La crisi dei consumi e degli investimenti pubblicitari sta profondamente cambiando il linguaggio della pubblicità italiana
di Americo Bazzoffia
Libero docente universitario e consulente in comunicazione strategica integrata
E’ un brutto periodo quello che stiamo passando. La crisi dei consumi e degli investimenti pubblicitari che da alcuni anni attanaglia il nostro Paese ha ormai raggiunto e superato i livelli di guardia. A fronte di un pessimismo generalizzato sulle condizioni economiche del paese (l’88,1% degli italiani ritiene che siano peggiorate nell’ultimo anno), come riporta l’ultimo Rapporto Censis, ci sono esigenze drammaticamente reali in Italia: infatti, il 30,8% della popolazione non arriva a fine mese con le proprie entrate, mentre il 51,8% ci riesce solo utilizzando i propri risparmi per pagare mutuo o affitto. In sostanza il 69,9% degli italiani ha avvertito una perdita del potere d’acquisto nell’ultimo anno. Si taglia su regali, pasti fuori casa, vacanze, spese per l’automobile e si privilegiano sempre più i pagamenti rateizzati per l’acquisto di elettrodomestici, automobili, ma anche per coprire cure mediche.

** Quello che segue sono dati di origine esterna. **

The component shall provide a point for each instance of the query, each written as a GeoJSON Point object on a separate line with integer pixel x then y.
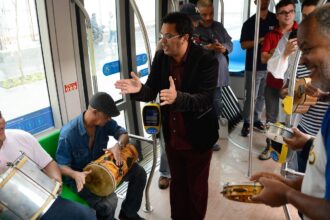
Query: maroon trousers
{"type": "Point", "coordinates": [189, 184]}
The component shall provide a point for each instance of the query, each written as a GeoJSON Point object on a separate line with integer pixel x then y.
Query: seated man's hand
{"type": "Point", "coordinates": [80, 178]}
{"type": "Point", "coordinates": [298, 140]}
{"type": "Point", "coordinates": [257, 176]}
{"type": "Point", "coordinates": [274, 192]}
{"type": "Point", "coordinates": [284, 92]}
{"type": "Point", "coordinates": [116, 150]}
{"type": "Point", "coordinates": [315, 92]}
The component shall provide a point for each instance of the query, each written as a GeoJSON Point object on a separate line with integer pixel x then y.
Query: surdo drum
{"type": "Point", "coordinates": [242, 192]}
{"type": "Point", "coordinates": [25, 191]}
{"type": "Point", "coordinates": [106, 175]}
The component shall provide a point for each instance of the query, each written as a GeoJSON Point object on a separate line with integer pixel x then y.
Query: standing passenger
{"type": "Point", "coordinates": [219, 41]}
{"type": "Point", "coordinates": [280, 63]}
{"type": "Point", "coordinates": [164, 171]}
{"type": "Point", "coordinates": [309, 194]}
{"type": "Point", "coordinates": [285, 14]}
{"type": "Point", "coordinates": [267, 23]}
{"type": "Point", "coordinates": [185, 75]}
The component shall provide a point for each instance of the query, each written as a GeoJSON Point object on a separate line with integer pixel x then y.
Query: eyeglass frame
{"type": "Point", "coordinates": [286, 12]}
{"type": "Point", "coordinates": [167, 37]}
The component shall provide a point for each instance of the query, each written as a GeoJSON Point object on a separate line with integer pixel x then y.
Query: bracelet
{"type": "Point", "coordinates": [121, 145]}
{"type": "Point", "coordinates": [309, 143]}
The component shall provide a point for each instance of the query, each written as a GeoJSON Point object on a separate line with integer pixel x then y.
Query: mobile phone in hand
{"type": "Point", "coordinates": [293, 34]}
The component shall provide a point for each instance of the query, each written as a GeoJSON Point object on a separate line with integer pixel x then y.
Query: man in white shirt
{"type": "Point", "coordinates": [13, 141]}
{"type": "Point", "coordinates": [309, 194]}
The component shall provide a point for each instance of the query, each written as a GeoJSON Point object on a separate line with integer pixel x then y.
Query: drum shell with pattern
{"type": "Point", "coordinates": [242, 192]}
{"type": "Point", "coordinates": [106, 175]}
{"type": "Point", "coordinates": [25, 191]}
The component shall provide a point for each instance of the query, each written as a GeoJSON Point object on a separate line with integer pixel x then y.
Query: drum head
{"type": "Point", "coordinates": [242, 192]}
{"type": "Point", "coordinates": [100, 181]}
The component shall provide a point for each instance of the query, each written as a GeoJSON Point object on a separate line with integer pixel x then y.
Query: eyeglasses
{"type": "Point", "coordinates": [168, 36]}
{"type": "Point", "coordinates": [286, 12]}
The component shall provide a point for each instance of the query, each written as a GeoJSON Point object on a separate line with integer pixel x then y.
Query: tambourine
{"type": "Point", "coordinates": [277, 131]}
{"type": "Point", "coordinates": [242, 192]}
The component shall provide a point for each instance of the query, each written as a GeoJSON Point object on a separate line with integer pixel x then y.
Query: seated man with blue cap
{"type": "Point", "coordinates": [84, 140]}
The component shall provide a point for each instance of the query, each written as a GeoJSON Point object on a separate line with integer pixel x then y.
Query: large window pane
{"type": "Point", "coordinates": [233, 19]}
{"type": "Point", "coordinates": [23, 88]}
{"type": "Point", "coordinates": [147, 9]}
{"type": "Point", "coordinates": [104, 28]}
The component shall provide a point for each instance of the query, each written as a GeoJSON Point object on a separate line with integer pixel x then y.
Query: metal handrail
{"type": "Point", "coordinates": [144, 31]}
{"type": "Point", "coordinates": [90, 42]}
{"type": "Point", "coordinates": [222, 18]}
{"type": "Point", "coordinates": [253, 87]}
{"type": "Point", "coordinates": [148, 207]}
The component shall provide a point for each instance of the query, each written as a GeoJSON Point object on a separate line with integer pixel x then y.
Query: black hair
{"type": "Point", "coordinates": [284, 3]}
{"type": "Point", "coordinates": [309, 3]}
{"type": "Point", "coordinates": [183, 24]}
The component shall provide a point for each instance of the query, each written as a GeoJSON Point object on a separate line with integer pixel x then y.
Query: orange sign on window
{"type": "Point", "coordinates": [70, 87]}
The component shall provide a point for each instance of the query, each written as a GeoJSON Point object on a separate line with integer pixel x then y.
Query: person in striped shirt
{"type": "Point", "coordinates": [279, 64]}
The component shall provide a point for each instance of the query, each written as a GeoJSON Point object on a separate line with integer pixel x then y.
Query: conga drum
{"type": "Point", "coordinates": [25, 191]}
{"type": "Point", "coordinates": [106, 175]}
{"type": "Point", "coordinates": [242, 192]}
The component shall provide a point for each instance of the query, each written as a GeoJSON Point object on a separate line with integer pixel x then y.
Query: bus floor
{"type": "Point", "coordinates": [230, 164]}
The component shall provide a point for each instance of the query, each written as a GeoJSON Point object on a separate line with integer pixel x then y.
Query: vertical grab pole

La pubblicità inevitabilmente risente delle condizioni economiche generali e della crisi dei consumi. Gli ultimi dati forniti e diffusi da Nielsen confermano questa tendenza. In particolare, il mercato degli investimenti pubblicitari a maggio 2014 chiude a -5,5% rispetto allo stesso mese del 2013, facendo registrare una riduzione tendenziale del -3,9% per i primi cinque mesi, pari a circa 110,5 milioni di euro in meno sul periodo gennaio – maggio dello scorso anno.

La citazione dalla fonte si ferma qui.